Selain itu, jumlah keseluruhan kelas menengah yang tersebut menjadi kelompok konsumen utama kendaraan bermotor juga mengalami penurunan signifikan. Pada 2019, jumlah total kelas menengah di tempat Indonesia tercatat sebanyak 57 juta, namun bilangan bulat ini merosot menjadi cuma 47,85 jt pada 2024. Penurunan ini turut mengurangi kekuatan daya beli masyarakat, yang tersebut berdampak secara langsung pada pemasaran kendaraan bermotor.

Direktur Jenderal Industri Logam, Mesin, Alat Transportasi, dan juga Elektronika Kemenperin, Setia Darta, menyatakan bahwa kontraksi ini juga dipengaruhi oleh kenaikan suku bunga kredit kendaraan bermotor. “Pada 2024, bidang otomotif mengalami kontraksi sebesar 16,2%. Tantangan ini diperparah oleh kebijakan kenaikan PPN, opsen PKB, lalu BBNKB yang mana menyebabkan nilai kendaraan semakin mahal dalam pangsa domestik,” jelas Setia Darta di keterangannya dalam Jakarta, Selasa (14/1/2025).

Strategi Kemenperin untuk Menyokong Industri Otomotif

Sebagai upaya untuk mengatasi penurunan pasar, Kemenperin telah terjadi mengajukan beberapa usulan insentif, di tempat antaranya:

– PPnBM Ditanggung eksekutif (DTP) sebesar 3% untuk kendaraan hybrid, termasuk plug-in hybrid (PHEV), full hybrid, lalu mild hybrid.

– PPN DTP sebesar 10% untuk kendaraan listrik (EV) guna mempercepat adopsi kendaraan ramah lingkungan.

– Relaksasi opsen PKB serta BBNKB berbentuk penundaan atau keringanan, yang diharapkan dapat menekan kenaikan nilai tukar kendaraan di area pasar.

Saat ini, sebanyak 25 provinsi telah dilakukan menerbitkan regulasi terkait relaksasi opsen PKB lalu BBNKB untuk membantu bidang otomotif. “Kebijakan ini diharapkan mampu memberikan dampak nyata terhadap keberlanjutan lapangan usaha otomotif nasional kemudian menjaga daya saingnya di area pangsa domestik maupun global,” tambah Setia Darta.

Efek Insentif terhadap Pasar

Menurut Kemenperin, implementasi insentif tambahan dapat menyelamatkan bursa otomotif Indonesia dengan estimasi pelanggan yang dimaksud kembali mendekati 900 ribu unit pada 2025. Sebaliknya, tanpa dukungan insentif, penurunan bursa berpotensi berlanjut, memperburuk situasi yang digunakan telah terjadi berlangsung sejak awal 2024.

Penurunan tajam ini memerlukan perhatian penting dikarenakan sumbangan sektor otomotif terhadap perekonomian nasional cukup besar.

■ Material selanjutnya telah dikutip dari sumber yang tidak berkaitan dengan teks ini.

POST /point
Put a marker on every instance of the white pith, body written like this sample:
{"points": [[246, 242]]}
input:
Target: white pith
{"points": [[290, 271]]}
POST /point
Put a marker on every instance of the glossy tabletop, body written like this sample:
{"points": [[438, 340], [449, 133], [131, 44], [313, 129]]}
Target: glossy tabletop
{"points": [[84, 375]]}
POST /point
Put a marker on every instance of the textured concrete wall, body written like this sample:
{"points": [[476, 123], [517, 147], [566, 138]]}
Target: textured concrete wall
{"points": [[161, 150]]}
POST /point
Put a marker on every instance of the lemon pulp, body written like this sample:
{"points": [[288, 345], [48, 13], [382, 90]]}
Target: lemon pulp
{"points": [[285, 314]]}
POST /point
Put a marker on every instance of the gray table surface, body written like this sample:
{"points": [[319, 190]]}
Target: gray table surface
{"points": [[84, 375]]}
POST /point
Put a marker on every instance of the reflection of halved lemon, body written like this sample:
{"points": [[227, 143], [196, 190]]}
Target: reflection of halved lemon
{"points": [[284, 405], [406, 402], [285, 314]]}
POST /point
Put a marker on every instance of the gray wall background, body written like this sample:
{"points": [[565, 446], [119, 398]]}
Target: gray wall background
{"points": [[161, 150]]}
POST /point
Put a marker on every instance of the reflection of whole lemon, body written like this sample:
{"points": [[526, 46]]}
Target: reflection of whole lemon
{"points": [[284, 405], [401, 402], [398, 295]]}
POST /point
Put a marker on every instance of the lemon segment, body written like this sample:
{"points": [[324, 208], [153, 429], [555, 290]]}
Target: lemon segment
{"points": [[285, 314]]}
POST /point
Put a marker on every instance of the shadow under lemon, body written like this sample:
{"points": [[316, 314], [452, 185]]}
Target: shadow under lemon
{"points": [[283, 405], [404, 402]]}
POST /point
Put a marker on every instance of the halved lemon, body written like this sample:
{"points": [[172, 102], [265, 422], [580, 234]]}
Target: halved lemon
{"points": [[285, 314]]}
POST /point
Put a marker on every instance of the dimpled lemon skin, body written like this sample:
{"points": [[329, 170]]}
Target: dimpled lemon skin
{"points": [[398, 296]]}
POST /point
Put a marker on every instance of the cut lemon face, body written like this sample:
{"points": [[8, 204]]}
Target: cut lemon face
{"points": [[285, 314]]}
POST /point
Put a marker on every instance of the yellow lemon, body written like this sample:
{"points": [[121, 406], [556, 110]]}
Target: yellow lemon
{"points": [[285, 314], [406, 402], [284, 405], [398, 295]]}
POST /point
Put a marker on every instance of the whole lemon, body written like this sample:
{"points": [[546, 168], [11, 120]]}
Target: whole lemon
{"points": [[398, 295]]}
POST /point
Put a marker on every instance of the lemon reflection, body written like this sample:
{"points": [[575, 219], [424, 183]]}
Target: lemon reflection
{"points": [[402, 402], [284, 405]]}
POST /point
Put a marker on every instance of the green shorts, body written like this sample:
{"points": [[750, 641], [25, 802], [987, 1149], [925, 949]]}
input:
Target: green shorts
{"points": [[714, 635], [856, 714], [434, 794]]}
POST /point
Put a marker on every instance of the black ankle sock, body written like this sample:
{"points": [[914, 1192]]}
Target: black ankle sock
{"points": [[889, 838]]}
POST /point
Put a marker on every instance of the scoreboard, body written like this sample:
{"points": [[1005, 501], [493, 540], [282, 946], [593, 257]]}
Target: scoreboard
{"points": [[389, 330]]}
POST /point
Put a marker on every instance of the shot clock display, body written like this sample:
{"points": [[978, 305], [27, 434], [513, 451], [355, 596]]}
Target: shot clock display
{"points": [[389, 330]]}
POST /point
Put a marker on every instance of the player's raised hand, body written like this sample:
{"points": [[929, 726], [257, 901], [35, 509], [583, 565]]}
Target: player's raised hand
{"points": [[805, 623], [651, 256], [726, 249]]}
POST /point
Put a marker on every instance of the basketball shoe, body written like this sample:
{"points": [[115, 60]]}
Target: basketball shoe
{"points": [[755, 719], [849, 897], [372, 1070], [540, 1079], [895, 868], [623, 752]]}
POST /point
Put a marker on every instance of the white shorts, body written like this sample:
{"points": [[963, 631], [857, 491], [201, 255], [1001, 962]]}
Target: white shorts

Berdasarkan data dari Asosiasi Industri Otomotif Indonesia (GAIKINDO), sektor ini menyumbang lebih tinggi dari 10% terhadap Pendapatan Domestik Bruto sektor manufaktur juga menciptakan lapangan kerja bagi jutaan pekerja di dalam seluruh rantai pasok industri.

Insentif yang dimaksud Telah Diberikan: Efektivitas kemudian Tantangan

Hingga kini, pemerintah sudah merilis diskon pajak jualan melawan barang mewah (PPnBM) sebesar 3% untuk kendaraan hybrid. Namun, insentif ini dinilai belum cukup untuk menggenjot pemasaran mobil secara signifikan.

Data menunjukkan bahwa meskipun ada penurunan harga jual pada kendaraan tertentu, pangsa secara keseluruhan tetap saja lesu akibat daya beli publik yang dimaksud menurun.